If any future negotiations are to succeed, the international community must be willing to back the talks with a credible use of force.
It came as little surprise to most observers that the first round of peace talks between the Syrian regime and opposition, dubbed Geneva II, ended with no substantive progress. The conference did little to narrow the gap between the regime of Bashar al-Assad and the opposition, led by Syrian National Coalition (SNC) chairman Ahmad Asi Al-Jarba. The conference was full of hostile speeches and inflammatory rhetoric. Important players were missing and Assad’s delegation displayed unwillingness to compromise. However, the Syrian conflict, which has claimed over 130,000 lives, internally displaced 6.5 million people, and forced 2.4 million Syrians to flee the country, cannot be solved by anything other than a political solution. The international community must back a peace deal that forms a transitional government based on respect for democracy, human rights and liberties. Global actors must be prepared to use credible threats to pressure the regime to discuss a transitional body and ensure that a settlement is respected.
Failure of Geneva II
Expectations of a breakthrough were very low on the eve of the Geneva II peace conference, as the regime and the opposition would sit at the negotiating table for the first time. Until the last minute, participation of the regime and Iran in the conference remained a contentious issue. The basic framework of the conference also remained murky. With the exception of the Syrian regime’s delegation, all 30 nations that attended the conference signed the Geneva I protocol and agreed to the goal of creating a transitional government based on “mutual consent” with “full executive powers.” Although a final transitional government was the ultimate goal, the focus quickly shifted to “confidence building measures,” specifically local ceasefires, prisoner exchanges and allowing access to humanitarian aid, particularly in the besieged city of Homs. Despite direct talks between the delegates of the Assad regime and opposition, the conference ended with minimal, if any, progress.

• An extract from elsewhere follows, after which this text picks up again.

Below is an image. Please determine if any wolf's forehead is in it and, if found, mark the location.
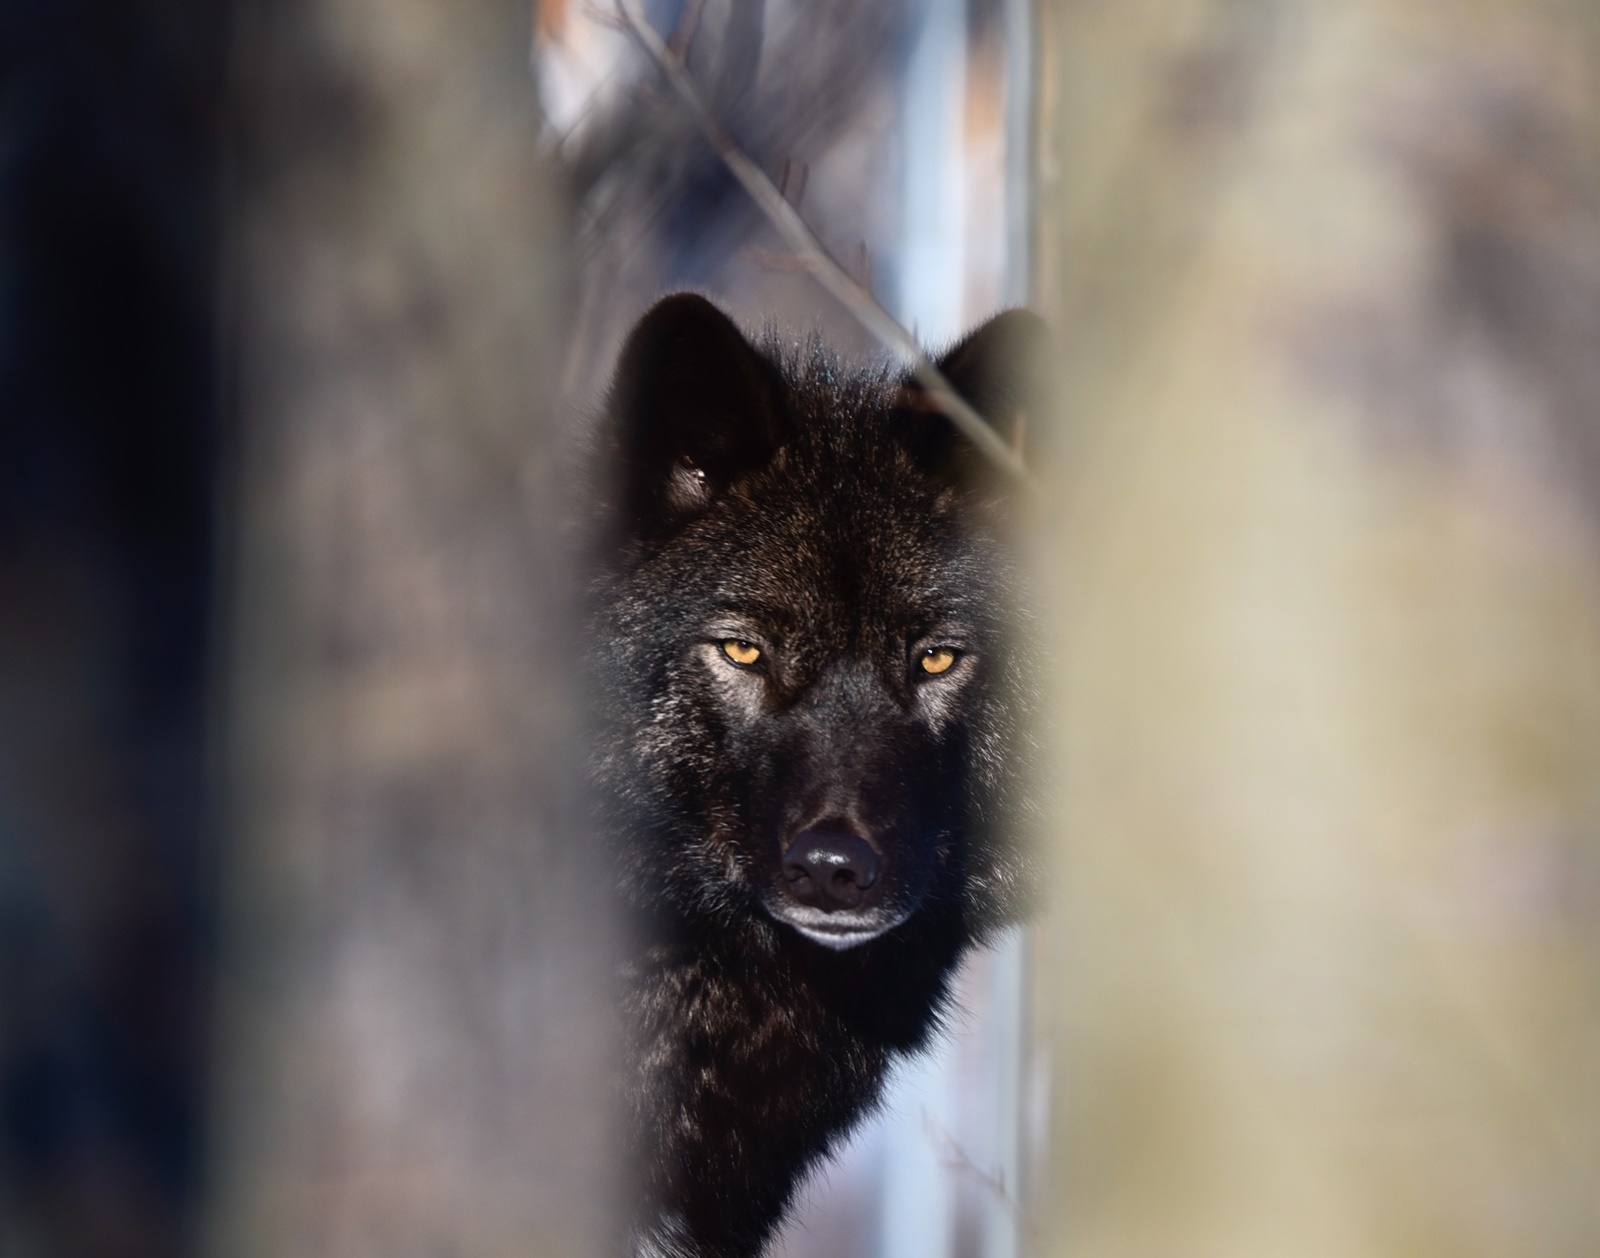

The conference was characterized by a disagreement on whether to focus on the transitional process or “terrorism” issues. Several scheduled meetings were postponed or canceled due to the regime’s reluctance to discuss a transitional body. Rather than agreeing to the Geneva I protocol, Assad’s delegation introduced a “declaration of principles” that aimed to preserve state institutions and combat the threat from “terrorist” groups. Unsurprisingly, the SNC delegation rejected the declaration, accusing the regime delegates of “derailing talks and straying from the Geneva II Communique.” While “a positive step forward” was declared after the government’s delegation agreed to use the Geneva I protocol as the basis for the talks, both sides maintain extremely different interpretations of a “political transition” and the regime continued to insist that the first topic discussed should be the fight against “terrorism.”
The conflicting agendas of the two warring sides left little room for negotiation. The only result of 10 days of talks was the regime’s offer to allow women and children to leave a blockaded area of Homs. The proposal raised many objections, as Western diplomats insisted that evacuation is not an alternative to allowing humanitarian aid and threatened to challenge the regime in the United Nations Security Council (UNSC) if aid delivery was not permitted soon. At the end, there was no resolution on the humanitarian issue in Homs or even the evacuation of civilians. There are very few indications that the next round of negotiations will overcome the deeply conflicting perspectives on the ultimate goal of the negotiations.